While I had hoped that this summer would be full of trips to sunny, salty, sea lion filled Newport to mentor ODFW’s Summer Scholars, unfortunately everyone is still working remotely. Though I have heard from my Newport-based coworkers that this pandemic is not stopping the hordes of tourists from flocking to the coast for celebrations such as the recent 4th of July.
One of the main projects that I’ve been working on this summer while stuck in Bend (there are worse places to be stuck!) is understanding if marine reserves have influenced socioeconomic conditions in communities located near them. To investigate this, I first had to gather information on the socioeconomic conditions of coastal communities over time. I used the Census Bureau’s American Community Survey 5-year estimates from 2010 to 2018. While accessing data prior to 2010 would be ideal, the first 5-year estimate summary tables were only released in 2010, so we work with what we got.

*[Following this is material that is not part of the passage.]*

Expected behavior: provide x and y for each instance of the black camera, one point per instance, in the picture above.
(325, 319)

After collecting all of these data, the exploratory analyses began, as did the true test of what I can remember from those statistics courses long ago and how far my R coding skills can take me. These exploratory analyses include tests and visualizations such as correlation plots, non-metric multidimensional scaling plots, bubble plots, vector analyses, principal component analyses, PERMANOVAs, the list goes on. When working with complicated multivariate data, I have learned that exploration is key to understanding what is really shaping your data.

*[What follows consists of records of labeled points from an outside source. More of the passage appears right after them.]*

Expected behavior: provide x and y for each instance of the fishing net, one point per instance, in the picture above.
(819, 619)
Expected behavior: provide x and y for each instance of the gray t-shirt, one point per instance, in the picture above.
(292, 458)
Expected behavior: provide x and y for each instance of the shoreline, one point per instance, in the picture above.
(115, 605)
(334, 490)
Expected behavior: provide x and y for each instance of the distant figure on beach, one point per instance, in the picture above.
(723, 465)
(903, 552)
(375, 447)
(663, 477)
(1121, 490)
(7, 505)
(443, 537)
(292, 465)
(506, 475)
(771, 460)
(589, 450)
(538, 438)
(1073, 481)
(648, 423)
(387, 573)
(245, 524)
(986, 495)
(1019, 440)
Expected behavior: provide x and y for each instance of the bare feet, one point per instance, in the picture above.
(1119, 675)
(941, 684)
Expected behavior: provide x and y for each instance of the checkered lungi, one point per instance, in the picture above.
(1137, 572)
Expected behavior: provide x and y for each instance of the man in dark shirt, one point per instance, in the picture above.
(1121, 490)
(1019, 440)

I have also been trying to figure out what my control and treatment communities should be. With this first approach, I am considering treatment communities as those that are located <15km from a marine reserve. Control communities are therefore all coastal communities located >15km from a marine reserve. Since the marine reserves were phased in over time, I have three separate treatment groups. The 2012 group includes communities located near Redfish Rocks Marine Reserve and Otter Rock Marine Reserve, the 2014 group near Cape Perpetua Marine Reserve and Cascade Head Marine Reserve, and the 2016 group near Cape Falcon Marine Reserve. While this approach is a good first step, I will likely need to consider if other groupings or controls would be more appropriate. One method I am currently researching is creating a synthetic control by weighting non-treatment communities based on socioeconomic similarities to treatment communities prior to marine reserve implementation. But I won’t get too into the weeds with that statistical discussion here for everyone’s sake!
As I’ve been working with these census data, I’ve been thinking about the unfortunate timing of the decennial census this year. The Census Bureau conducts a survey every ten years with the goal to obtain a comprehensive snapshot of households in the United States. Unfortunately, the census this year coincided with a massive pandemic leading to significant economic loss and unemployment and the consequences that follow that loss. When future researchers use the decennial census to look at change over time, they are going to see data from 2020 that is not representative of the previous ten years, which will likely impact their analyses. I’m assuming that this data issue will lead to many footnotes in future papers. Luckily I will only be using data through 2019 (once it is made available) since the 2020 data will not be made available until after the marine reserve synthesis report is due.
The pandemic ramifications are widespread, indeed! Do you have any good stats, or R, resource to share? Several summer scholars are testing the waters of running statistics in R and might be grateful for any tips, tricks, or info that you can share. Good luck with these messy (real!) datasets!!
One of my best stats resources is a helpful and willing co-worker. I’ve found that there are no written resources better than a knowledgeable person when you’re first figuring out what to do with your data. Once you have a general idea of the exploratory and statistical tests to pursue, then Google becomes your best friend. As long as you know the right terms, you can type any stats or coding related question into Google and typically find the answer with enough sleuthing.